Mais revenons à Magnoni-Magnenat-Clerc : pourquoi avaient-ils intitulé leur album “M.G.M.” chez V.D.E. Gallo ? Je revois la pochette, noire avec une photo de paysage, un ciel bleu, un liseré ocre, peut-être une étendue sable, mordu par une transversale comme une portion de route ou le cadre inférieur d’une fenêtre de train. Après avoir retrouvé les négatifs de ce concert au Cim, j’espérais trouver le vinyle dans ma discothèque. Déception ! Je l’avais bien eu entre les mains, mais probablement en avais-je fait plutôt l’acquisition pour la Discothèque de Montrouge que je venais d’ouvrir. Par bonheur, on peut encore l’entendre sur les plateformes et en écrivant ces lignes je tombe justement sur le thème-titre M.G.M. où Magnoni est au ténor (au soprano sur d’autres titres). C’est exactement ça. Ça que j’ai entendu au Cim ce soir-là : ce mec dont Alain Guerrini me disait : « Suisse, italien tu sais… il parle comme ça, avec ses mains. » Une faconde, un homme qui parle, qui parle, mais qui sait exactement où il va, où il vous emmène, qui vous emmène dans son histoire, sa rythmique et vous avec.

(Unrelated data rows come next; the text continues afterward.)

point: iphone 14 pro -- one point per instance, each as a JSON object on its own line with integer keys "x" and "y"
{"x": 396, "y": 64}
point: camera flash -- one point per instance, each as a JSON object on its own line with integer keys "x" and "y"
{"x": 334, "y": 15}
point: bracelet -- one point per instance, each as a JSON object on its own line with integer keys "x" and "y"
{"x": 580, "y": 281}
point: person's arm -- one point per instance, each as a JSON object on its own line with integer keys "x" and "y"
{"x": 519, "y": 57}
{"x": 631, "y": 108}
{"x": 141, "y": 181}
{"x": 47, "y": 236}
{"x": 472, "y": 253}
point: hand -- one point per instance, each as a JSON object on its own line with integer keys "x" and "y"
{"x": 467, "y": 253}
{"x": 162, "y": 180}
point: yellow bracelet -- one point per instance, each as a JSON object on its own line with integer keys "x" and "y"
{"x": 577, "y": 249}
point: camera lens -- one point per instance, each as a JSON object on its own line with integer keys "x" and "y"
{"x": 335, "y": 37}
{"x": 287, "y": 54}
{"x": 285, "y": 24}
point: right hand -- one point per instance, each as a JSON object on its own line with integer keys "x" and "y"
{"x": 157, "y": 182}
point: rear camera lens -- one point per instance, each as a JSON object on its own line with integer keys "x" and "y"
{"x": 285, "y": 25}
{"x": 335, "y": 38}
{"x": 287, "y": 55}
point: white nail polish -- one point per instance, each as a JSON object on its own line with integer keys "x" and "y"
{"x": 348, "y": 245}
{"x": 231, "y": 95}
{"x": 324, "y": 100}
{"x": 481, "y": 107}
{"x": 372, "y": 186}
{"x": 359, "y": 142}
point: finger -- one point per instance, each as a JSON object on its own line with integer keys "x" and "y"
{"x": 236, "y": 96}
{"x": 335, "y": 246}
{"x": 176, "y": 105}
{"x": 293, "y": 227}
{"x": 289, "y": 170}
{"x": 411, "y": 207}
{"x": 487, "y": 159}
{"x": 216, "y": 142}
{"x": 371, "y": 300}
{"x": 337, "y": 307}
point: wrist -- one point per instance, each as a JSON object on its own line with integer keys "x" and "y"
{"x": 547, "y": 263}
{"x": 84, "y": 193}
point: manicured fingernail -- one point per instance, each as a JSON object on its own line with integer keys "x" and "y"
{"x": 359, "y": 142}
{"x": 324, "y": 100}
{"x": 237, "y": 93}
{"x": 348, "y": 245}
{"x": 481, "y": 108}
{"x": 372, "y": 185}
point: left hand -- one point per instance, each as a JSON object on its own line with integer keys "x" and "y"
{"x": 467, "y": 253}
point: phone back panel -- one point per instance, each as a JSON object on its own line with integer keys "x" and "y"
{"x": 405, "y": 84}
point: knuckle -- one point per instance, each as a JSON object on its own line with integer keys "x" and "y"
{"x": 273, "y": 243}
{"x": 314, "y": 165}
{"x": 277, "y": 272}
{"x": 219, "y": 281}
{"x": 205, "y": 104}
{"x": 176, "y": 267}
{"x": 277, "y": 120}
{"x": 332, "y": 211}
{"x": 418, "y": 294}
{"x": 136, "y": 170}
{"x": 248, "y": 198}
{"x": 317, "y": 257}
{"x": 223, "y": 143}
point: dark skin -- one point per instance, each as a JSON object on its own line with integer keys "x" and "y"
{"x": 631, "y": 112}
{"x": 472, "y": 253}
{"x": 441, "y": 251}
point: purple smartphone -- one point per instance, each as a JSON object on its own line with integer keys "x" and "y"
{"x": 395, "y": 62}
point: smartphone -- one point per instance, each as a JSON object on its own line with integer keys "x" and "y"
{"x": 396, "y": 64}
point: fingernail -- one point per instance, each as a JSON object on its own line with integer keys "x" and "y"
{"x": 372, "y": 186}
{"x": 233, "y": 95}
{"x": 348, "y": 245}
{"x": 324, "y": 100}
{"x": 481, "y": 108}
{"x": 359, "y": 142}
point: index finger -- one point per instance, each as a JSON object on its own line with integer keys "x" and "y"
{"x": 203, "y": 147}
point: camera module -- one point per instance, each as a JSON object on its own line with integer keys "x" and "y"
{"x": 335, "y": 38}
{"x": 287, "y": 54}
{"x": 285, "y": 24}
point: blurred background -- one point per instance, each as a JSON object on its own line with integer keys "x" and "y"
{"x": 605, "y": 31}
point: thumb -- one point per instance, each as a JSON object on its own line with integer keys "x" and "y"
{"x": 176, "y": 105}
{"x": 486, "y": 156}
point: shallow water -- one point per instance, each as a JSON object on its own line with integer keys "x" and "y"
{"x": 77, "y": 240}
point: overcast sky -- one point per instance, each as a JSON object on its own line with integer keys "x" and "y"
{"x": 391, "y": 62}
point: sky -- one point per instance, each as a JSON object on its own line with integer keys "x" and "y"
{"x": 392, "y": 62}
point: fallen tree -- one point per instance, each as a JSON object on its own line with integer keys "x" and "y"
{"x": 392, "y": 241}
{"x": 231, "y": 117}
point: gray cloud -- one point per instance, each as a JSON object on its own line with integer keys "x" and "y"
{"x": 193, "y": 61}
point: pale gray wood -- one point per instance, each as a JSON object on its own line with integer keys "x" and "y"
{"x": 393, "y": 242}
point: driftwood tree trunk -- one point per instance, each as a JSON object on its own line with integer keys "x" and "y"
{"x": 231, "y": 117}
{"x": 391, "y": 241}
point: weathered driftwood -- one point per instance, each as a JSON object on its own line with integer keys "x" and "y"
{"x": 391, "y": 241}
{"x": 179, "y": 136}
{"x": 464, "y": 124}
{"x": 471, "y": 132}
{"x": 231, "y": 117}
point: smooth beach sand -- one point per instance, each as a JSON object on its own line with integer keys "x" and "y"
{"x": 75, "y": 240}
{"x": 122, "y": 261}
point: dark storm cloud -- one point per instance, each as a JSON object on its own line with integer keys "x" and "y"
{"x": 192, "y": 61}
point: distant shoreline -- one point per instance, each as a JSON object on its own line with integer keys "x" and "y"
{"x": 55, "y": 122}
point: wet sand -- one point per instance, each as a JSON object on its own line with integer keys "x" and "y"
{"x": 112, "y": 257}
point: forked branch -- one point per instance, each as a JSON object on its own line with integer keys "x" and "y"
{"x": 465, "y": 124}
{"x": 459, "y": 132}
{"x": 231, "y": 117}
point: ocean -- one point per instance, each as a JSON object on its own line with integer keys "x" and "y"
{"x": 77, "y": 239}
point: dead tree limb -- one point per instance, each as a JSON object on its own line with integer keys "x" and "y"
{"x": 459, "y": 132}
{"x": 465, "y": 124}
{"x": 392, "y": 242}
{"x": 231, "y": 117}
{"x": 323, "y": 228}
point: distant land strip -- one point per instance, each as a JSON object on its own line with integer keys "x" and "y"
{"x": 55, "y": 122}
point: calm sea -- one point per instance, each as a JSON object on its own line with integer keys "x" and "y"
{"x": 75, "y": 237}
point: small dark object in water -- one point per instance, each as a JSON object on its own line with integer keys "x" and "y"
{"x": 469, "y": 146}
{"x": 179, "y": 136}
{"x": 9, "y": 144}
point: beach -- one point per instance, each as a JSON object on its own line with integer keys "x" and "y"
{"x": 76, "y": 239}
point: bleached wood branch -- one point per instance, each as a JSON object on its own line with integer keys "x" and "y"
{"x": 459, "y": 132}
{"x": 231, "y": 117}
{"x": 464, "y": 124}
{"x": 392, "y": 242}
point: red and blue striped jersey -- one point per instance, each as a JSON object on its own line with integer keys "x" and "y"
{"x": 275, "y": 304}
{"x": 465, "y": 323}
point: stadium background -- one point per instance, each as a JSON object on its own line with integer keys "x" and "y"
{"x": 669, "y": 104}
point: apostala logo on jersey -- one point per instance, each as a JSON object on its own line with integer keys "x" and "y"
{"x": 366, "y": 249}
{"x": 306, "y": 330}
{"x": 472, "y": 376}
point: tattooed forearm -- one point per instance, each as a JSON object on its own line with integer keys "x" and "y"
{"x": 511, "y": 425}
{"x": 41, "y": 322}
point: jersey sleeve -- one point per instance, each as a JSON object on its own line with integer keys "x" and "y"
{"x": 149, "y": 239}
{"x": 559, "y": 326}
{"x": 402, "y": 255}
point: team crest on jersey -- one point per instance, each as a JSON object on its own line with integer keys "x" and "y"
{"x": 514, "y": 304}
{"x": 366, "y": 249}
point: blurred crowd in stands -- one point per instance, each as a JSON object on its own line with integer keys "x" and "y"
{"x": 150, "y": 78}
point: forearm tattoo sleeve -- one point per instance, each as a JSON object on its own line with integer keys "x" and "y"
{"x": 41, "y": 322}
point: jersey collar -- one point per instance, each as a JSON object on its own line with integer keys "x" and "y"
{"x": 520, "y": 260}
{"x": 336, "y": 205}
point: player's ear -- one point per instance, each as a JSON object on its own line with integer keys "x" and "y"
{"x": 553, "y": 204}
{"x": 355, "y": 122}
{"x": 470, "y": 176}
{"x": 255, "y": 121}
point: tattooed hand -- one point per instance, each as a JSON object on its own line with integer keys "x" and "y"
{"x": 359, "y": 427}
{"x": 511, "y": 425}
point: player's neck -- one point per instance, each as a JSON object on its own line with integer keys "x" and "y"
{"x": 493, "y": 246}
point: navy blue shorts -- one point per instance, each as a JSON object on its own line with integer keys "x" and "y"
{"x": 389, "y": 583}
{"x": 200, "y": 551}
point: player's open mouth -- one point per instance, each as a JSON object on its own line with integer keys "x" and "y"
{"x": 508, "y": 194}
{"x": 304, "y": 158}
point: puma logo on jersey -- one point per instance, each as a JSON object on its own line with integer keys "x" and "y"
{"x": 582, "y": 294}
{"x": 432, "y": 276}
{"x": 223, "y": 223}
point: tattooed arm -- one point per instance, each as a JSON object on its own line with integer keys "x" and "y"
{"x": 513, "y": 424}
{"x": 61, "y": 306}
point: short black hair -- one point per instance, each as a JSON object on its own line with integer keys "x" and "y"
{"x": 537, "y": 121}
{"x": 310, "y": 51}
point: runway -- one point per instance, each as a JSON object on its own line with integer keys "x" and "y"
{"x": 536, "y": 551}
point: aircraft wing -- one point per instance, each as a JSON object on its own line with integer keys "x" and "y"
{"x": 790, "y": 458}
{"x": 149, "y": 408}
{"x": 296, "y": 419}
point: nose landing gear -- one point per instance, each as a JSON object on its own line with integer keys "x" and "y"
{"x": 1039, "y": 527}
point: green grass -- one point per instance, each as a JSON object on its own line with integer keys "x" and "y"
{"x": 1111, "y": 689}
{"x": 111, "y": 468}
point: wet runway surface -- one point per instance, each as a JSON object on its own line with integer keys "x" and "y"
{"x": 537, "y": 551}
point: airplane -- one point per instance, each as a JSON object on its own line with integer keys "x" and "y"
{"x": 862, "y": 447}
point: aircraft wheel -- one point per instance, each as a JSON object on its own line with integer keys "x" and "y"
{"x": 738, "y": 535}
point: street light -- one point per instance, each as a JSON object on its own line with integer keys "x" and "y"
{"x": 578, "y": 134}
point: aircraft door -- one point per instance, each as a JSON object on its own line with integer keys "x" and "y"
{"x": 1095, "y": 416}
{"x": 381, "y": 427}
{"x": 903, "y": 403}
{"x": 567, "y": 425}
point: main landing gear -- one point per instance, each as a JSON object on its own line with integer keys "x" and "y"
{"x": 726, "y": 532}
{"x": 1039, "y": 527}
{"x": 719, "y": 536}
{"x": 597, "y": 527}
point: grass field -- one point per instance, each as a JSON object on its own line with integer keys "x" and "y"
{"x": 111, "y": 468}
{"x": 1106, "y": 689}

J’ai aimé le retrouver ici et là, sur des disques que je serre encore dans mes tiroirs CD, le genre de disque dont on sait qu’ils sont là même si on ne les écoute pas souvent. Mais quand on a 15 ou 25 000 disques, quels disques écoute-t-on souvent ? C’est pourquoi je privilégie le concert.

J’ai donc là notamment son “grand œuvre” de 1992, la “New York Suite” en grande formation, avec Matthieu Michel à la tête du pupitre de trompettes où figurait Erik Truffaz et quelques autres personnages de la scène hélvétique ; deux quartettes que j’ai un peu oublié avec notamment la batterie de Marc Erbetta, qui se fera bientôt connaître auprès d’Erik Truffaz ; Sur “Duets” de 1993 où il déballe tous ses saxes du baryton au sopranino plus flûte et clarinette basse face à des invités successifs (Olivier Magnenat, le percussionniste Claude Tabarini et le pianiste Jacques Demierre), je retrouve le morceau M.G.M. et sa faconde, cette fois-ci plus rageuse ; “SskieS” (vers 2000) avec le formidable guitariste Christy Doran, Claude Jordan à la flûte et à l’électronique, Hervé Provini… magnifique ! ; “Facing The Wall” de 2001 que je laisse sorti pour le réécouter, avec Nicolas Sordet (ordinateur) et Fredy Studer (batterie). Oh ! Et puis – j’allais l’oublier – ce merveilleux disque de Serge Lazarévitch (il y en eut d’autres les réunissant) où il l’invite à se joindre à Matthieu Michel, Philippe Aerts et Joël Allouche sur l’album “A Few Years Later” (Igloo, 1997). Et beaucoup d’autres !

Et je garde un souvenir ému: peut-être la semaine où Erik Truffaz remporte le Concours de la Défense. Un soir tard, je pousse la porte du New Moring et je tombe sur une fin de concert du quintette d’Erik Truffaz avec Marc Erbetta, Marcello Giuliani, Jean-Luc Vallet et Maurice Magnoni… et ça barde grave, comme on dit quand on ne sait plus quoi dire. C’est un de mes grands regrets de n’avoir entendu que le dernier morceau où semblait s’être amassée toute l’intensité d’un concert d’exception qui était en train de se terminer. Franck Bergerot

PS : ce même jour, dans les locaux du Cim, je surprenais Denis Badault, à la lueur de cette lampe de bureau… Hélas, la fin de mon film est introuvable. Reste la planche contact et les deux clichés le concernant. On retrouvera Badault plus tard dans mes films.